A Guerra Civil, décadas depois da morte de Franco, continua atormentando o imaginário dos espanhóis
Nenhum filme recente de Pedro Almodóvar havia feito a bilheteria decepcionante de Mães Paralelas na Espanha. O longa ficou abaixo da arrecadação esperada.
Almodóvar perdeu a mão? O problema não é esse. No texto com a entrevista do diretor na revista britânica Sight and Sound – All About Almodóvar/Tudo Sobre Almodóvar –, Maria Delgado faz uma observação pertinente. Se a gente escavar na superfície flamboyant de um filme do autor espanhol, vamos sempre descobrir que há ali um forte ponto de vista político. Isso é particularmente verdadeiro em Mães Paralelas.

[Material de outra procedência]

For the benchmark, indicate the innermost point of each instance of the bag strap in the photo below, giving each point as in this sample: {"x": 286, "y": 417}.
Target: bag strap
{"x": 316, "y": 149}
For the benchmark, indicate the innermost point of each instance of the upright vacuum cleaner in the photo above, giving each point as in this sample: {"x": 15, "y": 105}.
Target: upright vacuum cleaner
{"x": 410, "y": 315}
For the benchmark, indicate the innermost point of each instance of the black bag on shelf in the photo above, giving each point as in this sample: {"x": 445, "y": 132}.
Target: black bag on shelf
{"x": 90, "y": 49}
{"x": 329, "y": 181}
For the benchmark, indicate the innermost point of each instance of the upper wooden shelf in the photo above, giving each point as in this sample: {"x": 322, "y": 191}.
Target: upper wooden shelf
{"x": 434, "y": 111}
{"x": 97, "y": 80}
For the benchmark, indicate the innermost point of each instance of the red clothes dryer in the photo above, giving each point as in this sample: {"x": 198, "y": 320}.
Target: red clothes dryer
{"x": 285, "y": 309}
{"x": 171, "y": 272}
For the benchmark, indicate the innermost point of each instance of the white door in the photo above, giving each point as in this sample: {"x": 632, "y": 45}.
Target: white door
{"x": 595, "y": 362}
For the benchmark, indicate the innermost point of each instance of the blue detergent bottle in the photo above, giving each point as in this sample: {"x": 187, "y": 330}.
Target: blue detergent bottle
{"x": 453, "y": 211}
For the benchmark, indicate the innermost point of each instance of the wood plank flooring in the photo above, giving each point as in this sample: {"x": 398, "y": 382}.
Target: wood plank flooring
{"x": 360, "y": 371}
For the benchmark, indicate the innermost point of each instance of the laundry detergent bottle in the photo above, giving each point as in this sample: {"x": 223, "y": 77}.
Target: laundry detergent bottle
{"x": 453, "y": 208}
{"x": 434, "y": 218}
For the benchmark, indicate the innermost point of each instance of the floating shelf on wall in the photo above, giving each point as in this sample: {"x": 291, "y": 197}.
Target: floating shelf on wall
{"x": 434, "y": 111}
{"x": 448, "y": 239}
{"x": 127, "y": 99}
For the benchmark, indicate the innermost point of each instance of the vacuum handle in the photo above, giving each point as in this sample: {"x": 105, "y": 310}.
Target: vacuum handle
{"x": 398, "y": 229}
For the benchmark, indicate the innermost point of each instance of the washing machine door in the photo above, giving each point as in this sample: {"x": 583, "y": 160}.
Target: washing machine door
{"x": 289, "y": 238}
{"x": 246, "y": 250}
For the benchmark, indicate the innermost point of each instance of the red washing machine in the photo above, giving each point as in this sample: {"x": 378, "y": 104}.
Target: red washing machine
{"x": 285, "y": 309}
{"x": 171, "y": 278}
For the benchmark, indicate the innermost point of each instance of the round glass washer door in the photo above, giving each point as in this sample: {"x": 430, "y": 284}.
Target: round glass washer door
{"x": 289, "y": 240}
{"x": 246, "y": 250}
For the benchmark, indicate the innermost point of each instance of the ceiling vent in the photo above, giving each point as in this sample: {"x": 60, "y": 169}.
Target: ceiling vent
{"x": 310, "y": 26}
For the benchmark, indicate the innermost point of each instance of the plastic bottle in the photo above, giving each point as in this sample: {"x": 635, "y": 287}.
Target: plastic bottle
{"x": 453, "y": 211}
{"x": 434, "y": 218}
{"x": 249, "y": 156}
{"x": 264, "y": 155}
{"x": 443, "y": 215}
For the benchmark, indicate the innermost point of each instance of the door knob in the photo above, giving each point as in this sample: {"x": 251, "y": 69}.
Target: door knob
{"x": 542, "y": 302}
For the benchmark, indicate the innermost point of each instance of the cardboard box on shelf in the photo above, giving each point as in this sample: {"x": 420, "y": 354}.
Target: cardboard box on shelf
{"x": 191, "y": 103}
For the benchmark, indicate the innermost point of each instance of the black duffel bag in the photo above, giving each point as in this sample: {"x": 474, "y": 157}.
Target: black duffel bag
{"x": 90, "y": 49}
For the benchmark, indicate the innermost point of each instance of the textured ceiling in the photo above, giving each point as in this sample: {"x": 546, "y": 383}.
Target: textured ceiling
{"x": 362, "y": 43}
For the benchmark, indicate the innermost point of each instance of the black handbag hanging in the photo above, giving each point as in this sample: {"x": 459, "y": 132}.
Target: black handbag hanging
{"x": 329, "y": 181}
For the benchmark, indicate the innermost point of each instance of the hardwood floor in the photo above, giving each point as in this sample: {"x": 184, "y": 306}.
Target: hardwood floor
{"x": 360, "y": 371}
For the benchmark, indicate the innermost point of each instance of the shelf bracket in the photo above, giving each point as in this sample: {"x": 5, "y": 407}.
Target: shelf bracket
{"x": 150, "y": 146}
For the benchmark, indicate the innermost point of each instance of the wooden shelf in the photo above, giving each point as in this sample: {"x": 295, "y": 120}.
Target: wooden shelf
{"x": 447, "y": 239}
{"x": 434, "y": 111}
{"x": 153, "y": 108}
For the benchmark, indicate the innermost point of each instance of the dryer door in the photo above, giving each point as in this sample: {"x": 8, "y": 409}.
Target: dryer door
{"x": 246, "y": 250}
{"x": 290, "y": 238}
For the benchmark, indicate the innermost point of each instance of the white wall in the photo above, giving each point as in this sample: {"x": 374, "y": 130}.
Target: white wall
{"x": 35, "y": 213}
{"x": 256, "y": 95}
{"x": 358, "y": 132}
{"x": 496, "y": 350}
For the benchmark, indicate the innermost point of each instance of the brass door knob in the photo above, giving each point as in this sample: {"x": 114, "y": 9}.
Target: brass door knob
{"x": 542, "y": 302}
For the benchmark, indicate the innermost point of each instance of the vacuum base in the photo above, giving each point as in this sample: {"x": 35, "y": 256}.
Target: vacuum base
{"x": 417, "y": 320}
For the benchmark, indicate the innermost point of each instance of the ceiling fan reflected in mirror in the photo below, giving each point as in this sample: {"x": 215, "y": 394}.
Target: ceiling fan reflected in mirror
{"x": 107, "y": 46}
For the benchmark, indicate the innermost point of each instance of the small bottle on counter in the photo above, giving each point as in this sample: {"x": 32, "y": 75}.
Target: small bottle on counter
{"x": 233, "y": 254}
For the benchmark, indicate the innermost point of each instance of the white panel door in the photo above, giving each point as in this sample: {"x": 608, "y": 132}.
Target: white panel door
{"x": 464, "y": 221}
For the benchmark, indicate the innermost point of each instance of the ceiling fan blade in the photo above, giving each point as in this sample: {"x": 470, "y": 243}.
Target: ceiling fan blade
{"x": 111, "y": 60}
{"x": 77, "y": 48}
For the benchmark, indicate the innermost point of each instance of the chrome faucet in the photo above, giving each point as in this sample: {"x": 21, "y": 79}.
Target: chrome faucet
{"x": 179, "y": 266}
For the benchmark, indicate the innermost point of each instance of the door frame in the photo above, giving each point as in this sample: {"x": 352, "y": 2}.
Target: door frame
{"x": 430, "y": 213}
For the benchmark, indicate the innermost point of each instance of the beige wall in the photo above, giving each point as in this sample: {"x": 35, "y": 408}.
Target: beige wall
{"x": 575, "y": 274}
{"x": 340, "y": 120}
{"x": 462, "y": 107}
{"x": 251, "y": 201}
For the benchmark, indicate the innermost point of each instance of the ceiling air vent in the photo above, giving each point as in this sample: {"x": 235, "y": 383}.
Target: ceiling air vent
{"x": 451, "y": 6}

Por que não convergentes? As histórias de Janis e Elena, Penélope Cruz e Milena Smit, tocam-se no hospital, onde ambas dão à luz, a mulher madura e a garota. Como num bom melodrama – como na realidade, veja-se o recente caso em Aparecida de Goiânia –, surge a suspeita de uma troca de bebês, o que força as mães a um exame de DNA. Justamente o DNA. O exame também está sendo operado pelo pai do bebê de Penélope, um antropólogo que investiga os mortos do fascismo e que tenta descobrir se o bisavô dela foi enterrado nessa cova coletiva que está sendo escavada.
É a explicação que se pode dar para o baixo desempenho comercial do filme. Esteticamente, é mais um grande, belíssimo Almodóvar. Não foi indicado pela Espanha para o Oscar. O país preferiu arriscar suas chances com O Bom Patrão, interpretado pelo marido de Penélope, Javier Bardem. Existe a expectativa de que ambos venham a ser indicados para os prêmios da Academia. Como diz o próprio Almodóvar – “Enquanto não for resolvido o problema das covas coletivas do fascismo, a questão da Guerra Civil Espanhola não estará resolvida. É simples e sério assim”.
A questão é que a Guerra Civil, décadas depois da morte do generalíssimo Franco, continua atormentando o imaginário dos espanhóis. Ainda provoca a divisão. Os crimes do fascismo. Almodóvar aborda o tema espinhoso. A superfície tem o brilho, a beleza, as cores, as interpretações, as paixões, tudo o que faz dele um dos grandes do cinema. Almodóvar e o melodrama. Almodóvar e a política. Mães Paralelas é um filmaço.